Estavam nisto, quando a costureira chegou à casa da baronesa. Não sei se disse que isto se passava em casa de uma baronesa, que tinha a modista ao pé de si, para não andar atrás dela. Chegou a costureira, pegou do pano, pegou da agulha, pegou da linha, enfiou a linha na agulha, e entrou a coser.  Uma e outra iam andando orgulhosas, pelo pano adiante, que era a melhor das sedas, entre os dedos da costureira, ágeis como os galgos de Diana — para dar a isto uma cor poética. E dizia a agulha:
— Então, senhora linha, ainda teima no que dizia há pouco?  Não repara que esta distinta costureira só se importa comigo; eu é que vou aqui entre os dedos dela, unidinha a eles, furando abaixo e acima...

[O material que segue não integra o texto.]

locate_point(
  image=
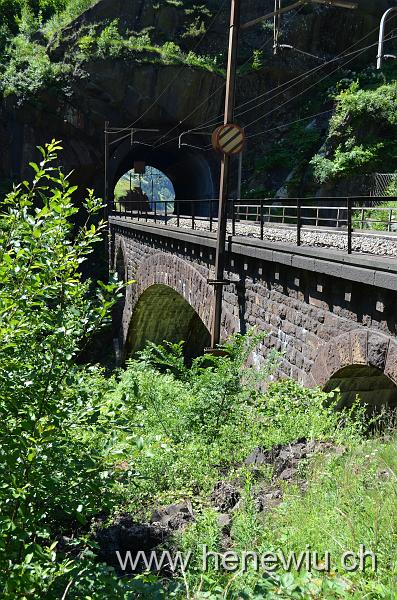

A linha não respondia; ia andando. Buraco aberto pela agulha era logo enchido por ela, silenciosa e ativa, como quem sabe o que faz, e não está para ouvir palavras loucas. A agulha, vendo que ela não lhe dava resposta, calou-se também, e foi andando. E era tudo silêncio na saleta de costura; não se ouvia mais que o plic-plic-plic-plic da agulha no pano. Caindo o sol, a costureira dobrou a costura, para o dia seguinte. Continuou ainda nessa e no outro, até que no quarto acabou a obra, e ficou esperando o baile.
Veio a noite do baile, e a baronesa vestiu-se. A costureira, que a ajudou a vestir-se, levava a agulha espetada no corpinho, para dar algum ponto necessário. E enquanto compunha o vestido da bela dama, e puxava de um lado ou outro, arregaçava daqui ou dali, alisando, abotoando, acolchetando, a linha para mofar da agulha, perguntou-lhe:
— Ora, agora, diga-me, quem é que vai ao baile, no corpo da baronesa, fazendo parte do vestido e da elegância? Quem é que vai dançar com ministros e diplomatas, enquanto você volta para a caixinha da costureira, antes de ir para o balaio das mucamas?  Vamos, diga lá.
Parece que a agulha não disse nada; mas um alfinete, de cabeça grande e não menor experiência, murmurou à pobre agulha: 
— Anda, aprende, tola. Cansas-te em abrir caminho para ela e ela é que vai gozar da vida, enquanto aí ficas na caixinha de costura. Faze como eu, que não abro caminho para ninguém. Onde me espetam, fico. 
Contei esta história a um professor de melancolia, que me disse, abanando a cabeça:
— Também eu tenho servido de agulha a muita linha ordinária!

Texto extraído do livro "Para Gostar de Ler - Volume 9 - Contos", Editora Ática - São Paulo, 1984, pág. 59.